Niemier took a sculpture class at the local community college and made this his final project.  He got an ‘A.’  Just like that, Niemier, still a teenager, was a bonafide kayak designer.  One day while walking the craft back to the VW he was approached to sell it.  He asked for 3 times the materials cost.  Without trying he had found his first customer. 


Tim ended up selling 30 of this model in just a 1-mile stretch of beach near his home.  That’s when he knew he was onto something. “There are a lot of beaches in the world,” he says.  Why is the rear of the sit-on-top called a “tankwell” you ask?  Because these models all had a well for Tim’s scuba tanks. 


In 1976 the Ocean Kayak logo was added to the kayak.  Tim is 5’6” tall, and he realized it was time to alter the cockpit for taller paddlers.  This version was the first that accommodated for all different body sizes.  Tim continued making kayaks for a few years, but was eventually side tracked by life for a while. 

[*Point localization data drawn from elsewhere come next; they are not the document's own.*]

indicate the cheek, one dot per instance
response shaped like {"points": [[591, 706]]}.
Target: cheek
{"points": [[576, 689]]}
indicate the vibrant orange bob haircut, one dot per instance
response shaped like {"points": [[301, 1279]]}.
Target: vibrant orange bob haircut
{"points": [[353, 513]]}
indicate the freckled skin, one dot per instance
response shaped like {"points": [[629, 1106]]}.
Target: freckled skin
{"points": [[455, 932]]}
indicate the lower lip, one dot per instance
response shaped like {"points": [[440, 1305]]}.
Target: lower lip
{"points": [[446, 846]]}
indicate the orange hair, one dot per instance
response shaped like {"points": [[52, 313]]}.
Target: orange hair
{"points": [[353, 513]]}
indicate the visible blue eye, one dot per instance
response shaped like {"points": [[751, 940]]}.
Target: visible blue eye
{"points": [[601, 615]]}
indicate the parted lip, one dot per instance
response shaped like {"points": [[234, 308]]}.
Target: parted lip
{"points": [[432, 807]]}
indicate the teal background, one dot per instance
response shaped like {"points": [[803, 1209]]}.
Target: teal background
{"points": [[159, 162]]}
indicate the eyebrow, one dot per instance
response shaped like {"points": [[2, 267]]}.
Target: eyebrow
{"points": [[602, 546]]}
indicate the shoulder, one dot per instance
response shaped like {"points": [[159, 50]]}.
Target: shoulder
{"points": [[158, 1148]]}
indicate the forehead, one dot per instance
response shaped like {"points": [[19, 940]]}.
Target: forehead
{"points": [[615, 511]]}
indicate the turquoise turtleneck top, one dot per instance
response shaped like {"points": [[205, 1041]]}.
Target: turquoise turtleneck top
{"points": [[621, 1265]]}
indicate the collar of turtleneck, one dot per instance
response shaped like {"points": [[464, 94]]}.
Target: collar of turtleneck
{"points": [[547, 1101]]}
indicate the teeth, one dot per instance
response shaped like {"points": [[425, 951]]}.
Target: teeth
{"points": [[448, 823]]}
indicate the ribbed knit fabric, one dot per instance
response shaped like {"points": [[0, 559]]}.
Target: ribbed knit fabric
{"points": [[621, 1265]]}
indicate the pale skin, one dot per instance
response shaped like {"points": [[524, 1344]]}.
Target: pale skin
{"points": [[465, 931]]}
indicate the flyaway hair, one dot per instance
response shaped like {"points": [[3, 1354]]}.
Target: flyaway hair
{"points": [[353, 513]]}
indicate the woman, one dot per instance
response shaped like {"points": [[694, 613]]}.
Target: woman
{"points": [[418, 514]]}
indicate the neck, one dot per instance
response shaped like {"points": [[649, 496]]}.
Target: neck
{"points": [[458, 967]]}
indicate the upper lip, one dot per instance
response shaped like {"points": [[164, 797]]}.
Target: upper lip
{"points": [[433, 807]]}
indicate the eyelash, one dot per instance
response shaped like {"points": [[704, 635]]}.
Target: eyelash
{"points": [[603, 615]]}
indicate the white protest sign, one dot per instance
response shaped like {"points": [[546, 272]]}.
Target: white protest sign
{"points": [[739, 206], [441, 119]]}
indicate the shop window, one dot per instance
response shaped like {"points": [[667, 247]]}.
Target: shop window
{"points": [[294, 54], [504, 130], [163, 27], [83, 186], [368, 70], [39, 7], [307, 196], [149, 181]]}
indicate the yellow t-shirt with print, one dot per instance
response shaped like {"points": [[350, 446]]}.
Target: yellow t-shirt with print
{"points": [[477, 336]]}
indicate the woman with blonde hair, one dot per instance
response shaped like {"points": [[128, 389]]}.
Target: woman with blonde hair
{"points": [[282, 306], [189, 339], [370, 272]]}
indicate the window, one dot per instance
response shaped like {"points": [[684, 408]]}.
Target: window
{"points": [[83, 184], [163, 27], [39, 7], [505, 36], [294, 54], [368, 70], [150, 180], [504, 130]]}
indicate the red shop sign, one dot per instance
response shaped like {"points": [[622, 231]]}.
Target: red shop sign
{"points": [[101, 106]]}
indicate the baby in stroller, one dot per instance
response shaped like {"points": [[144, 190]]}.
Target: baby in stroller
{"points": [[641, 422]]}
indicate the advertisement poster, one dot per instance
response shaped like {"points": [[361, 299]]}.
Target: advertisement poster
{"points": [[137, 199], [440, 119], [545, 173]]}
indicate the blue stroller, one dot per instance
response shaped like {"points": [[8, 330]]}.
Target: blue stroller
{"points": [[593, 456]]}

The world’s first roto molded sit on top kayak was the first with an official model name:  The Scupper. At 14‘ long and only 43 lbs, it was also the first with the little drainage holes commonly known as ‘scuppers.’  He had the mold built, which was a complicated process at the time.  When errors rendered the mold too big to fit into the planned oven, he had to build his own kayak oven to accommodate it.  Eventually, the oven had issues with environmental codes, which lead him to move away from California. 


By 1988 Niemier moved Ocean Kayak to a new location in Ferndale, WA.  The 15’9” saltwater ready Scupper Pro was built there to carry more gear.  This is definitely the most legendary sit-on-top kayak ever devised.  Ocean Kayak produced them off and on until 2010, when it was finally discontinued to the dismay of many.  In 1997, Niemier sold Ocean Kayak to Johnson Outdoors. 


After Ocean Kayak, Niemier was itching to get back in the kayak business so he started a brand called NuCanoe. After a few years launching this new brand,  he sold it off.  After that he went right back to his passion project:  The Scupper.  This is a thermoformed prototype for his Wild Designs business.   It was never sold commercially. 


In 2016 Niemier began to build the Scupper 14 model with Swell Watercraft.  Two years later it hit the market.   The result is a highly rated, fast, stable and ocean ready craft.  The final tweeks he included improved ergonomics with the feet area below the waterline.  Patented valves drain the cockpit if water accumulates.  The hatch is larger than ever.  And once again the tankwell fits a scuba tank. 

Things have truly run full circle after almost 50 years for designer Tim Niemier, the man who introduced the sit on top kayak to the world.